Porting Sage to Windows
- Michael Abshoff: Cygwin, MSVC
- Gary Furnish: MSVC, ???
- Chris Gorecki: pexpect
- Dan Shumow: ???
- William Stein: SAGE Ultralite
- Ralf-Philipp Weinmann: ???
Working Plan
I [Michael Abshoff] figure that I will help organize the Windows track of Dev1, so here are my thought on the issue: During Dev1 I would suggest that we work on two problem complexes:
- Cygwin port of Sage
- Proto-Sage
Cygwin port of Sage
The Cygwin port of Sage is self explanatory. I would assume we will either be very close or done with a working port when Dev1 starts. There will likely be some open issue and since the Cygwin port is essential to test MSVC-ized components during the MSVC port I would really like to have it well working and kept up. Thus:
GOAL 1 for Dev Days 1: A 100% complete working Cygwin port of Sage
Proto-Sage
Proto-Sage has the goal to start with Python 2.5.2 compiled with MSVC in 32 or 64 bit mode and add as many components from Sage to it as soon as they work, i.e. add numpy/scipy, Sympy, mercurial and so on. The list of packages shouldn't be limited to Python based spkgs, i.e. once we have pari up and running with MSVC it should be added to Proto-Sage. We should build a binary installer for Proto-Sage with individual components. Eventually it would be great for the installer to be able to fetch only new and updated packages from an online repo. The eventual goal of Proto-Sage is to become full fledged Sage once the Sage library has been ported and is working.

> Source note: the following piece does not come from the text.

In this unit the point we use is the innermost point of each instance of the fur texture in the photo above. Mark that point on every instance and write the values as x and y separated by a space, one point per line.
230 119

GOAL 2: Create a first minimal "Sage for Windows" distribution with MSI installer. Hopefully this will include:
- 32/64-bit MSVC Python
- Pexpect (under development; may use xmlrpc and only talk to Python if this doesn't work)
- The Sage interfaces
- The Sage notebook
- Twisted
- Cython
This will already be extremely useful to a lot of Python people, though it has little to do with mathematics.